There is one other place where a user can almost always buy a syringe — and that’s beneath the El tracks in Kensington, where “works” are sold more or less openly. But, says Roth (and confirms Prevention Point’s Grannan), prices have been going up. And the higher that price goes, they say, the more users will share.
City officials acknowledge Prevention Point’s difficulties — and are sympathetic: “We absolutely believe that IV drug users are a priority [and] our focus is absolutely still with them,” says Jim Garrow, a Health Department spokesman.
“Steady funding these days is akin to a cut in funding,” he acknowledges. “But it isn’t a cut in real funding, which I hope demonstrates our priorities. … In this time of state budget cuts, it’s a pinch for everybody in human services.”
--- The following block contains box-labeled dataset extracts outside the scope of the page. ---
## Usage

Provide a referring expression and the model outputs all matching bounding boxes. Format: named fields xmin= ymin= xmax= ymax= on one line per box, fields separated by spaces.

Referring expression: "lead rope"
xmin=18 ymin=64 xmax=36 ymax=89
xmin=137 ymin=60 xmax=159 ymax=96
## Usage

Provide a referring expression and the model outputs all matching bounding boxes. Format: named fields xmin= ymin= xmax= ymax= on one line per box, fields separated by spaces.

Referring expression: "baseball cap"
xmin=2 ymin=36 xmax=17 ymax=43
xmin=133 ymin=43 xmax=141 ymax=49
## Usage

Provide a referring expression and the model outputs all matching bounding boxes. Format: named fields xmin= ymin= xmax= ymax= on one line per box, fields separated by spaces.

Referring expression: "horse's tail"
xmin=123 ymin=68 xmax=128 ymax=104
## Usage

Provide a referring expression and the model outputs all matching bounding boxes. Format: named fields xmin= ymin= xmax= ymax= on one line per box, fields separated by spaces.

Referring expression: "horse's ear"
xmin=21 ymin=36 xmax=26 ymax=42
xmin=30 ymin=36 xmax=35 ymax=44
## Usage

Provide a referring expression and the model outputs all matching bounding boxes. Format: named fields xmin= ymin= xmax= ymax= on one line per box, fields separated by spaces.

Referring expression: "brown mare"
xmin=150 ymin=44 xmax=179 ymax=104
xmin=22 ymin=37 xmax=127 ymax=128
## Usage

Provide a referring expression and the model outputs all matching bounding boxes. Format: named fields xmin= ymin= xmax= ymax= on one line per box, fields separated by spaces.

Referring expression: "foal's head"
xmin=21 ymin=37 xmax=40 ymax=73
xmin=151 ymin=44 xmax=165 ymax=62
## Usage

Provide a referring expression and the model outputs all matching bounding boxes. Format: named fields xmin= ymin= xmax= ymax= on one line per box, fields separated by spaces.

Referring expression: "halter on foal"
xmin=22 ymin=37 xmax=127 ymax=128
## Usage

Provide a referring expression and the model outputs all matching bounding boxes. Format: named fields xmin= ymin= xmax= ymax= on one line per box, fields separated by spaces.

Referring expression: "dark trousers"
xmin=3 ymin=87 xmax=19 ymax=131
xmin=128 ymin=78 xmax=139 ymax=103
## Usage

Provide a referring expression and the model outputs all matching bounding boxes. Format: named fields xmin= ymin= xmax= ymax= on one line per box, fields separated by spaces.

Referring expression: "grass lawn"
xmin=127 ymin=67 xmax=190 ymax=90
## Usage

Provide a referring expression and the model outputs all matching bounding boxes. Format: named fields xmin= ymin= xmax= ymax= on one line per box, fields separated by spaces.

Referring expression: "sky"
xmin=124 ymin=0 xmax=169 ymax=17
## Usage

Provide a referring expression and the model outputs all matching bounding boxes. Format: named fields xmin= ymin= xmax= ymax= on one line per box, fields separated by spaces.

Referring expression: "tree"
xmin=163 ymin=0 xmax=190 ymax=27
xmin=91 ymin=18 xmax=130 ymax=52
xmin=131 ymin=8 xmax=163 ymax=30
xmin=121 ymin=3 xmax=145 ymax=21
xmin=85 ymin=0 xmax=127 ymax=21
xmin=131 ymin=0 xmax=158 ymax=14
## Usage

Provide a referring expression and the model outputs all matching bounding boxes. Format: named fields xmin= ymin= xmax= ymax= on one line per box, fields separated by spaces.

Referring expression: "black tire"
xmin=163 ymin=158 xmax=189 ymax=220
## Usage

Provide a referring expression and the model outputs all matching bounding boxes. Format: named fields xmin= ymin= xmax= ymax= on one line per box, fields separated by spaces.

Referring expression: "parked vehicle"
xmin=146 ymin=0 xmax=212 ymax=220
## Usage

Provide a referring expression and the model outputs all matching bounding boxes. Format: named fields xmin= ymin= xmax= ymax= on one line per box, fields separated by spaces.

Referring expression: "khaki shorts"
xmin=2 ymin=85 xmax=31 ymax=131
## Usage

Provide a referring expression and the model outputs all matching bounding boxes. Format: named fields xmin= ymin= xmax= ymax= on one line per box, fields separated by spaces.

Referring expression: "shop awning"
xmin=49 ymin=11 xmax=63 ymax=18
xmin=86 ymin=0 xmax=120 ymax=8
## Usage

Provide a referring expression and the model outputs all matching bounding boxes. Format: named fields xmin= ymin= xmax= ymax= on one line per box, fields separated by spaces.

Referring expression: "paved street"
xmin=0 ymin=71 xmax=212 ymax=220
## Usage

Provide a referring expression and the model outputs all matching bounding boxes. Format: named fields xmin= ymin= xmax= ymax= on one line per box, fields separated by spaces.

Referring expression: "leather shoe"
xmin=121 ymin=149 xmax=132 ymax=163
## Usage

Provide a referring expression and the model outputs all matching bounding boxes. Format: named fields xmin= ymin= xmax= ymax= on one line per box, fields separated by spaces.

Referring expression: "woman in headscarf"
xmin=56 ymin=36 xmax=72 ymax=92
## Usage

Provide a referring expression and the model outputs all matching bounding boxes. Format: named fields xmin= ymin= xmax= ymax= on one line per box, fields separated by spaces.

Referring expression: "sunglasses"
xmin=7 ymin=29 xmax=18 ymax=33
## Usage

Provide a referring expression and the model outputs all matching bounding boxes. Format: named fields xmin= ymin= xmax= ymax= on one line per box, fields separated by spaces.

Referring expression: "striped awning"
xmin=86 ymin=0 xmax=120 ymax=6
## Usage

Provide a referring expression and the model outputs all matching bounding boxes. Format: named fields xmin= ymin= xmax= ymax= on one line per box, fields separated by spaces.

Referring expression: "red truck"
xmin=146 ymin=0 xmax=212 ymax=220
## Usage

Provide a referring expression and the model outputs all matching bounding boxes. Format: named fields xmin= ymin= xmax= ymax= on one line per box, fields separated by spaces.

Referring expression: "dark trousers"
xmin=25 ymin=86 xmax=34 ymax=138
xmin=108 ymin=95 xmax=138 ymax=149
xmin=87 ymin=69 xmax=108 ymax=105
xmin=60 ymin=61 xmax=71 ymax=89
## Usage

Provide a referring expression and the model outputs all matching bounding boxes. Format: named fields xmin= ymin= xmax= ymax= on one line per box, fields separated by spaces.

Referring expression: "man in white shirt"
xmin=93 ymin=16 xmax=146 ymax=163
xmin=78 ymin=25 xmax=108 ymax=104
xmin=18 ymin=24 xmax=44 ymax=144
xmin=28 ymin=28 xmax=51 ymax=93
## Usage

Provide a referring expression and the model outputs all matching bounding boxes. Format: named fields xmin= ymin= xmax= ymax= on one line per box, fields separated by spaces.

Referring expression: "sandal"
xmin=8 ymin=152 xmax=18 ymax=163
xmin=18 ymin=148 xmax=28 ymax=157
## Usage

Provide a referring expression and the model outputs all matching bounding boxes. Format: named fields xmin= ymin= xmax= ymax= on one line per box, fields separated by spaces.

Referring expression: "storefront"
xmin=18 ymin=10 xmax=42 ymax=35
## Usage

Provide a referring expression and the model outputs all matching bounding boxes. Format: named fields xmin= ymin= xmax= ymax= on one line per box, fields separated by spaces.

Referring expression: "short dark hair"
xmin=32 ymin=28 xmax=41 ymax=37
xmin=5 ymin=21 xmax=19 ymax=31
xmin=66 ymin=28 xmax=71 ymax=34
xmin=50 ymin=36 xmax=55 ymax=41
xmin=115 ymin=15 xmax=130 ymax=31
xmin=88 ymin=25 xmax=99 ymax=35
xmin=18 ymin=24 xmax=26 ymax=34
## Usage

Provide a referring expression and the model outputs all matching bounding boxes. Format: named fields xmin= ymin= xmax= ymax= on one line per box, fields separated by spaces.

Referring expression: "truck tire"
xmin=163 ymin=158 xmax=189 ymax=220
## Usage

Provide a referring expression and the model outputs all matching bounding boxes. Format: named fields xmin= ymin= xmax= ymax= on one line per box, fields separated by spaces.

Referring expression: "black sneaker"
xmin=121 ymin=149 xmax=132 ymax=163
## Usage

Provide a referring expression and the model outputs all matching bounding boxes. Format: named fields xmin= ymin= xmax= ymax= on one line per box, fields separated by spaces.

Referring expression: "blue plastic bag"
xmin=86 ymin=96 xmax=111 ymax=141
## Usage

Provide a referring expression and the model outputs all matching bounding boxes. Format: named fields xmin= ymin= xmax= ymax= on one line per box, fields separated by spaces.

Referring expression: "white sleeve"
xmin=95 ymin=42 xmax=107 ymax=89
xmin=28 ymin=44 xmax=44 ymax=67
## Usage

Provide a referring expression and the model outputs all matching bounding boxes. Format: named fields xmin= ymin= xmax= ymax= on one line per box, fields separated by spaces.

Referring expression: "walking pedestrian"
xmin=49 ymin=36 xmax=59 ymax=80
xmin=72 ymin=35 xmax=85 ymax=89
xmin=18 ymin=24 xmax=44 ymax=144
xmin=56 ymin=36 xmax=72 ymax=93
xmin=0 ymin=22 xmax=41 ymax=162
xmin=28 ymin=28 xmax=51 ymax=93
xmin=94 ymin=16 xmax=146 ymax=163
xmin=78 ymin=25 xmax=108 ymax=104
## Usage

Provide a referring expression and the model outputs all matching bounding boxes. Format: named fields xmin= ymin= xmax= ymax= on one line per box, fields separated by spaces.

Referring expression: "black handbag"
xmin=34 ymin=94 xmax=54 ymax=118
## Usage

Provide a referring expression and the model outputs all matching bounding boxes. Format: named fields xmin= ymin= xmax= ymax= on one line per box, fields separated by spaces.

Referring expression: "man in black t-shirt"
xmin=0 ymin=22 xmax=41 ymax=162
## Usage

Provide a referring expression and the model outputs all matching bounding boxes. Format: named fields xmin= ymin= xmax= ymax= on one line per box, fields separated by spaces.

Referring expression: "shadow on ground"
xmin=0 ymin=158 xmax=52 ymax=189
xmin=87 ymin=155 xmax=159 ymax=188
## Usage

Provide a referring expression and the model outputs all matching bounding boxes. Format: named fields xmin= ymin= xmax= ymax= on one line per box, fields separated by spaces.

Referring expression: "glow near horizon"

Of course, he’s right — as Benitez knows. “If I were in their place, I’d be thinking the same way,” he says, referring to the allocation of resources toward other at-risk populations. “[But] this is one prevention that really, really works, and it gets funded the least.”
The volunteers for Project Safe put it even more starkly: “We host karaoke fundraisers” to pay for outreach, emphasizes Roth. “How is it in Philadelphia that a public-health measure that is the one known way to prevent hep C and HIV [relies] on a bunch of anarcho-chicks getting their friends to pay for booze?”